Panic attack: An unusual cause of spontaneous pneumomediastinum.

Sir,

Spontaneous pneumomediastinum (SPM) is common and usually benign and is frequently associated with blunt and penetrating trauma, infection, or esophageal rupture.[1] SPM was first reported by Laennec in the early 1800's and the first case series was presented in 1939.[1] The most common complaints are chest pain and dyspnea with the chest pain commonly described as pleuritic and retrosternal.[1]

Here we present a case of SPM associated with rapid vital capacity breaths over several hours secondary to a panic attack.

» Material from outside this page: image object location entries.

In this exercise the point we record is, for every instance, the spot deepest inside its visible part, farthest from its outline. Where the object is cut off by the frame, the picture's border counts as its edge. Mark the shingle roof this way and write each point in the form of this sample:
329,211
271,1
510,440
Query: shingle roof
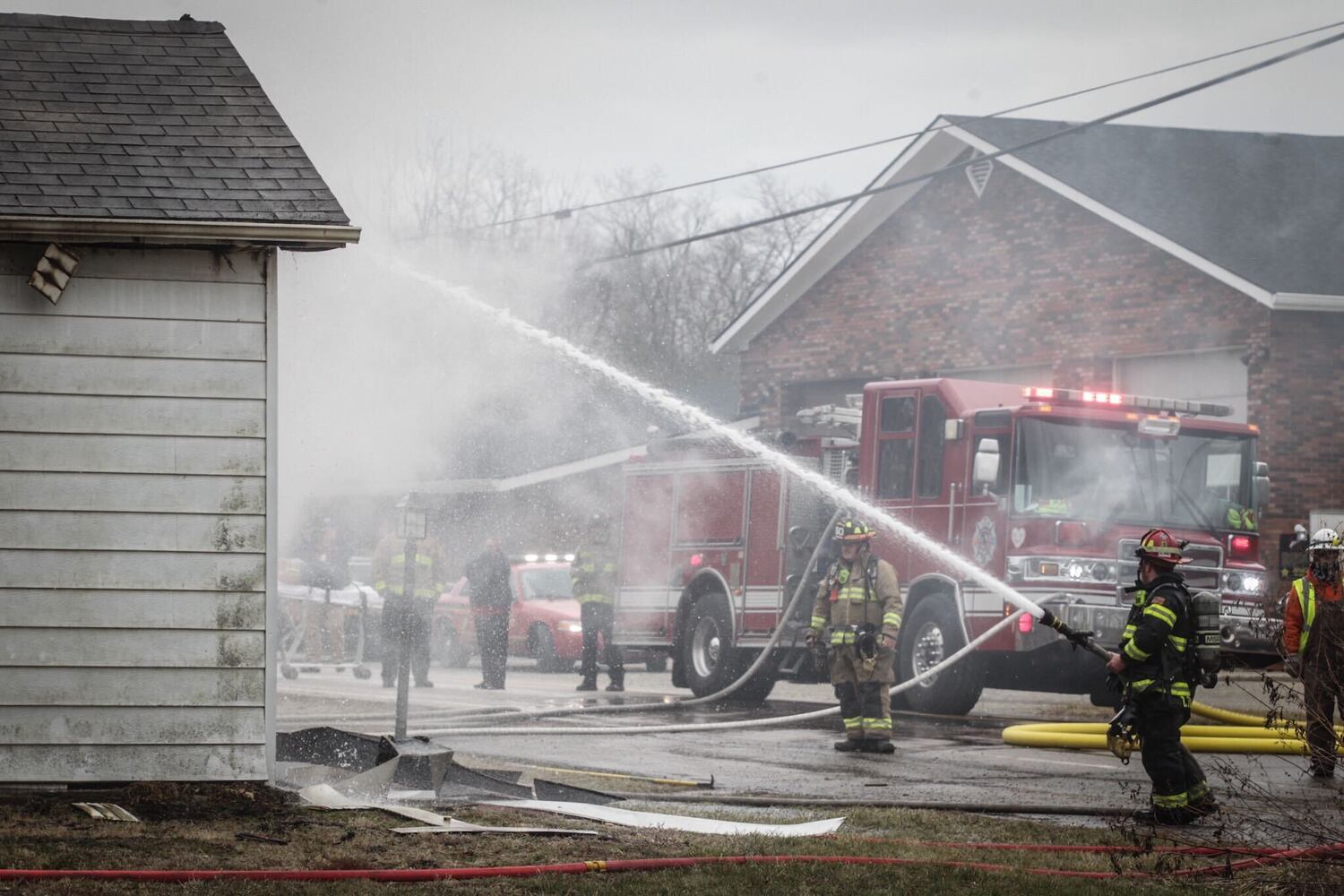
144,120
1265,207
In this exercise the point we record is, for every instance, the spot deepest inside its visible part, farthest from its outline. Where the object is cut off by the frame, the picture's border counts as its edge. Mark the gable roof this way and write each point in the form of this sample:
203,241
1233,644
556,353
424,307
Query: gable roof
1255,211
152,123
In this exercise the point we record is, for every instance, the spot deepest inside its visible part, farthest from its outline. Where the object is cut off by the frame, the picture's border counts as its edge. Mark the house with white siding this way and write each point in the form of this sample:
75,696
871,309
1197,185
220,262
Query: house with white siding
147,187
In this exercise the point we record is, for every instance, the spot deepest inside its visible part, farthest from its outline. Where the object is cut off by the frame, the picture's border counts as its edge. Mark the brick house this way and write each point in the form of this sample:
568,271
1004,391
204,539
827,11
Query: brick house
147,187
1155,261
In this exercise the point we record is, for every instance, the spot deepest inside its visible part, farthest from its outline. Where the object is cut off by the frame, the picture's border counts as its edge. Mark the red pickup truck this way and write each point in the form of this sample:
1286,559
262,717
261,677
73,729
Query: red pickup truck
543,622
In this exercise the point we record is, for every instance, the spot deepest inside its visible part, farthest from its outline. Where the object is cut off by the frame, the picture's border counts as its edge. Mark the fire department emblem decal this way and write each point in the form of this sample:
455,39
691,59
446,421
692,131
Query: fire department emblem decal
984,541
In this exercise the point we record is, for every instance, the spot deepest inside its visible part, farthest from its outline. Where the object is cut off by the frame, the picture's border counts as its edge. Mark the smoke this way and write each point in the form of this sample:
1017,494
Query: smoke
386,389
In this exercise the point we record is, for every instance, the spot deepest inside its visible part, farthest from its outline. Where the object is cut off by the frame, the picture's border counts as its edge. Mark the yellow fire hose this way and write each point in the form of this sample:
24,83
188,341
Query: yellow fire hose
1250,737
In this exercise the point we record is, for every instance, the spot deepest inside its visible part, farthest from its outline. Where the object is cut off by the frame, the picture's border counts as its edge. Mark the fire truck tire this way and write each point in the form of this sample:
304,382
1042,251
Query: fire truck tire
453,651
707,645
932,634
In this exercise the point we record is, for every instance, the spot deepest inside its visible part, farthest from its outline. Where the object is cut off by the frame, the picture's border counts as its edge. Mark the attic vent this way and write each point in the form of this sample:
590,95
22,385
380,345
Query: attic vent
978,174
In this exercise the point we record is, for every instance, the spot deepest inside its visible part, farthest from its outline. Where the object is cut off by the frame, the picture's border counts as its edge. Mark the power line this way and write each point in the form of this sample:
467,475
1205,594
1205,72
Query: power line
873,191
602,203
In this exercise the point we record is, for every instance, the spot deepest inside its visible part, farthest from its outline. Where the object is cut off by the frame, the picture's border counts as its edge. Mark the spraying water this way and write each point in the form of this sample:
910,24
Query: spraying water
701,419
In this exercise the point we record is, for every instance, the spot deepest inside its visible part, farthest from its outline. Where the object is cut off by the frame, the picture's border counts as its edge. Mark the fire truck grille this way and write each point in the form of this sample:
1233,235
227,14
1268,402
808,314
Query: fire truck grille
1202,573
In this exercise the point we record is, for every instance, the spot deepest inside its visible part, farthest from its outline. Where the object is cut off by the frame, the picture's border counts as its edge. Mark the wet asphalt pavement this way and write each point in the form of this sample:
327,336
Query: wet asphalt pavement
945,759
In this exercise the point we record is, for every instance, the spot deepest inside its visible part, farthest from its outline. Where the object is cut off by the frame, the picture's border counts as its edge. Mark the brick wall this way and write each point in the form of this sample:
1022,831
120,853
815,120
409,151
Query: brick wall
1023,277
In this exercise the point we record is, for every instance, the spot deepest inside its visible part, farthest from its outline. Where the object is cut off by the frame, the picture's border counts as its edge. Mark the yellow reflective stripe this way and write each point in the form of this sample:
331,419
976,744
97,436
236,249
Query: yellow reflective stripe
1161,613
1306,603
1132,650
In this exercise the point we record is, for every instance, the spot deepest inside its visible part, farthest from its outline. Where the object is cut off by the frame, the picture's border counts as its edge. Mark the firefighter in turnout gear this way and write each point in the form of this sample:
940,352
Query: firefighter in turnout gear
859,602
1314,640
593,579
1156,667
406,616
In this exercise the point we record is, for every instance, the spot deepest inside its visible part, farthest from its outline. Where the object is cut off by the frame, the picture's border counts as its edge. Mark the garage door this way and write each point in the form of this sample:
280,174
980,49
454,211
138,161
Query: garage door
1203,376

A 19-year-old female presented to the emergency department (ED) with a panic/anxiety attack of 3 h duration in which she complained that upon seating herself for an examination she became “nervous” and had “trouble breathing.” She had no significant medical/surgical history. On examination she complained of facial numbness and paresthesias of her extremities. She further reported that since admission to the ED, she also had pain; “deep in my chest.” She was alert, oriented, but looked distressed with heart rate of 105 beats/min, respiratory rate of 35-37/min, SpO2 of 100% on 2 l nasal cannula, and blood pressure of 114/56 mmHg. Her lungs were clear and she had normal heart sounds. She was not diaphoretic, but her respirations were deep, near-vital capacity breaths, confirming her complaint of dyspnea.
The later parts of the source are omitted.